Thursday, August 11, 2005

Veggie (W)rap

Yo Yo..
Where's my hot sauce....
There is no hot sauce in my burritto

Have you ever had the vegetarian burritto, I have
I've had stuff with no meat, all my life
Made fun of by the people at the counter, for my not eatin meat
Eating plants in the morning, taking names in the evening
But guess what?, I am gonna ignore you

I'm sorry, buddy
I never meant to hurt u fool,
I never meant to whoop your butt,
But tonight, I am gonna take you to school
One more time....

Now I would never eat meat to get recognition in your midst
I look at the meat, though it is appetizing,
I would never eat that for socializing
you know its not easy being me?
going to hooters and not eating the wings
served by the waitresses that aint got wedding rings
as difficult as it can be

I'm sorry, buddy...

I'll take you back to 99, when i came into this country
I never used to eat eggs, leave alone poultry
People Here forcing me to eat beef
It gives me grief and no relief
Dont Bother me, Leave me alone
This stuff is as painful as a bladder stone
So after all this if you are gonna make fun of these facts,
I really dont give a damn.

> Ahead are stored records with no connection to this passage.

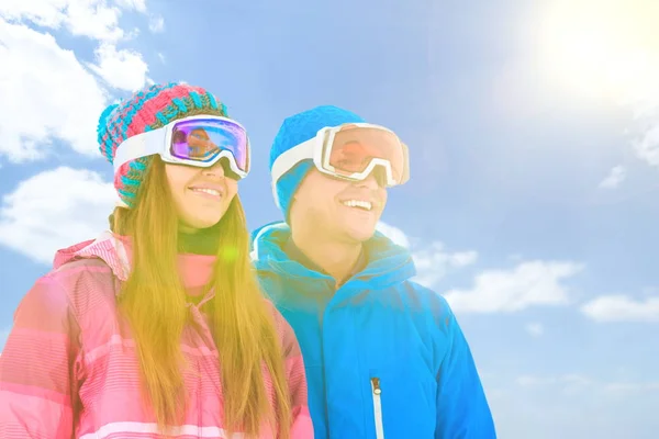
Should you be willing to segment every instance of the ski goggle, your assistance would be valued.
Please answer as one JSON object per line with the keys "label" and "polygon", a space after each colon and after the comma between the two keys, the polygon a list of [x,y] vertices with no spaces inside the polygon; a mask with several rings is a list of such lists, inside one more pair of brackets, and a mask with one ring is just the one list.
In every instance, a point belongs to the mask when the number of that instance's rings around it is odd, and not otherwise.
{"label": "ski goggle", "polygon": [[247,132],[227,117],[196,115],[129,137],[116,148],[114,172],[131,160],[154,154],[167,164],[199,168],[210,168],[225,158],[238,179],[249,173]]}
{"label": "ski goggle", "polygon": [[376,167],[384,171],[384,185],[410,179],[407,146],[389,128],[367,123],[320,130],[315,137],[282,153],[272,164],[272,182],[300,161],[313,159],[316,169],[331,177],[362,181]]}

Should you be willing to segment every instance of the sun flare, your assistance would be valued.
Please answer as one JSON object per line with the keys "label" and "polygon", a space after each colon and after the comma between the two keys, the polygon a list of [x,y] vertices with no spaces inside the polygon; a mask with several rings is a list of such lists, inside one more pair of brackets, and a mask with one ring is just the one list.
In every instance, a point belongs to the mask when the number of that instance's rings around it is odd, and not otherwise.
{"label": "sun flare", "polygon": [[570,92],[644,100],[659,86],[659,1],[557,0],[541,11],[538,63]]}

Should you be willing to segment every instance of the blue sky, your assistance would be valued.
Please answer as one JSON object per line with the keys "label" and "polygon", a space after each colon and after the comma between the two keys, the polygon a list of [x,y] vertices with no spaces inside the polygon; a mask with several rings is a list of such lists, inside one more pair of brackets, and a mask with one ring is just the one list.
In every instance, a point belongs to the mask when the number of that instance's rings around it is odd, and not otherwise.
{"label": "blue sky", "polygon": [[250,132],[250,227],[280,218],[283,117],[332,103],[400,133],[412,179],[381,228],[454,306],[502,438],[656,437],[654,1],[23,3],[0,5],[0,348],[54,251],[105,227],[100,111],[185,80]]}

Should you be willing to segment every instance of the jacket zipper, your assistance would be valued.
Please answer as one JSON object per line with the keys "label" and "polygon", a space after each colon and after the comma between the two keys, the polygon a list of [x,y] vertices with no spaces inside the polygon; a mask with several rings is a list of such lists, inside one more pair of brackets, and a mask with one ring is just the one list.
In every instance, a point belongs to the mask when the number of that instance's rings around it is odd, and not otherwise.
{"label": "jacket zipper", "polygon": [[380,394],[382,389],[380,387],[380,379],[377,376],[371,378],[371,390],[373,393],[373,414],[376,420],[376,438],[384,439],[384,428],[382,427],[382,401]]}

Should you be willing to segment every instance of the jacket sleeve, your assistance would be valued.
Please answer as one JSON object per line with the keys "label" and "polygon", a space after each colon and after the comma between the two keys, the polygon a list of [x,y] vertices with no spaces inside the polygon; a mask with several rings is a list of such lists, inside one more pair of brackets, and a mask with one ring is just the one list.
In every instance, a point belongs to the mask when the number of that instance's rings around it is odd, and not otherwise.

I might treat you like floor wax!

I'm sorry, buddy...

Wednesday, August 03, 2005

Same shit, just another day

OK people. Time to be honest. When you get out of bed in the morning, how many times have you felt (or still feel) "today is gonna be nothing special, its gonna be boring like any another day". There are times when I wish something exciting would happen that day. But so far nothing's happened. Like this other day, I expected somebody to come to my cube and say "Dude, you are the best, here take 1000 dollars", but NO!!! nothing happened. This is very frustrating.

Desperation


How desperate are people to get into the "Land of the Free"

This jackass here tried to sneak in to the US by hiding INSIDE the seat. Pretty innovative, but it didnt work out. Sorry man!!!